Isme fears implications of €750,000 assault compensation award

Cian McCarthy (32) sued supermarket and security provider after attack outside Centra

Cian McCarthy from Midleton, Co Cork pictured leaving the Four Courts after he was awarded damages on Wednesday. Photograph: Collins Courts

Cian McCarthy from Midleton, Co Cork pictured leaving the Four Courts after he was awarded damages on Wednesday. Photograph: Collins Courts


A case in which a man was awarded €750,000 damages after being assaulted outside a shop will not set a major precedent, a personal injury specialist has said following concerns raised by the retail industry.

Cian McCarthy (32) sued Herlihy Supermarket Group and its security provider when he was attacked outside their Centra Store during the 2011 Cork Jazz Festival and suffered a serious brain injury.

Mr McCarthy, of Dwyer Road, Midleton, Co Cork, was an innocent party but had been removed from the shop following a disagreement with another party and was subsequently assaulted.
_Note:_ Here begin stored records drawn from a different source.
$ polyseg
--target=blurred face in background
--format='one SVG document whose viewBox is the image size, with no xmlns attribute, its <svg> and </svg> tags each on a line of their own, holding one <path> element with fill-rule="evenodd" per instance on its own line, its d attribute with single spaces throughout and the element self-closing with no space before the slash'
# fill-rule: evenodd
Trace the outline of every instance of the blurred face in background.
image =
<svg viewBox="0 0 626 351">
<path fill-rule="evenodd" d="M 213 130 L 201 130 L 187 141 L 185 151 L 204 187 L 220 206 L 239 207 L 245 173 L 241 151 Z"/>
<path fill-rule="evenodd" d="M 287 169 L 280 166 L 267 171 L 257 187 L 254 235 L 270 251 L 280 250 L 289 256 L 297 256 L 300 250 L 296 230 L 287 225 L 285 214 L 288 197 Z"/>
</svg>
The case took into account the fact he had been denied re-entry to the shop before he was set upon.

In making the award, the High Court said the shop owner’s duty of care did not stop at the door of the premises, sparking concern among retailers about what this might mean for future cases, although that concern has been played down in legal opinion.

The Irish Small and Medium Enterprise Association (Isme), while sympathising with the plaintiff, said it “feared the implications of this ruling for the retail, hospitality, entertainment and sporting sectors”.
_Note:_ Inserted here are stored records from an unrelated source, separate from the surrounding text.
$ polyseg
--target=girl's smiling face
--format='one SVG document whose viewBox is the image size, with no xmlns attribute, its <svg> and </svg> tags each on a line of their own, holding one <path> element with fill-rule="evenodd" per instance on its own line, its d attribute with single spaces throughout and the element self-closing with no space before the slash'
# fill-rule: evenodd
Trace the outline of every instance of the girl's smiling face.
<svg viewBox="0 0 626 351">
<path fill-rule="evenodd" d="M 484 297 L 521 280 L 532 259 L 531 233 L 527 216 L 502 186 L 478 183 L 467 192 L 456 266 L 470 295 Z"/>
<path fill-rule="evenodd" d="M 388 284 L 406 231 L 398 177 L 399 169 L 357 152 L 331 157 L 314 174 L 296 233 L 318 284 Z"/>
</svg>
“The manner in which liability was fixed to the defendant because the victim was not readmitted to the shop is most peculiar,” it said.

“It potentially implies a duty of care to members of the general public who have entered a premises which endures in certain circumstances after they have departed the premises.”


Expressing its hopes for an appeal in the case, the retail lobby said there was a “general apprehension” among small business owners they might be fixed with liability in some cases, not because they are strictly liable but because they are insured.

However, Stuart Gilhooly, a personal injury lawyer at HJ Ward & Co, said there should be no concern the case would set a major precedent.

Mr Gilhooly, a former president of the Law Society, said case law already exists supporting the concept of liability for assaults outside a premises in “certain limited circumstances”.

“This case was decided specifically on the unique facts of the case and it is unlikely that any subsequent case would be on all fours with it,” he said.

“And, of course, the defendant has a right of appeal which I understand it is likely to exercise. Even after that, leave to appeal the Supreme Court may be sought.”

Giving his ruling in the case, Mr Justice Kevin Cross said while shop management were entitled to eject Mr McCarthy to avoid a confrontation, the first security guard should have noticed three people involved in the initial argument were following him outside and advised the second security guard, who denied him re-entry, of the situation.

“A property owner or its security staff duly entitled may lawfully evict a customer from their premises but that eviction cannot involve the person in effect being thrown to the wolves with the property owner having no concerns of legal liability for anything that occurred once the eviction had taken place,” he said.

Mr Gilhooly said the quantum of general damages was within the accepted cap as set by the courts.

The total general damages awarded were €350,000, within the appropriate range given the severity of the injury, and the remainder comprised special damages made up of past and future loss of earnings and medical expenses, he said.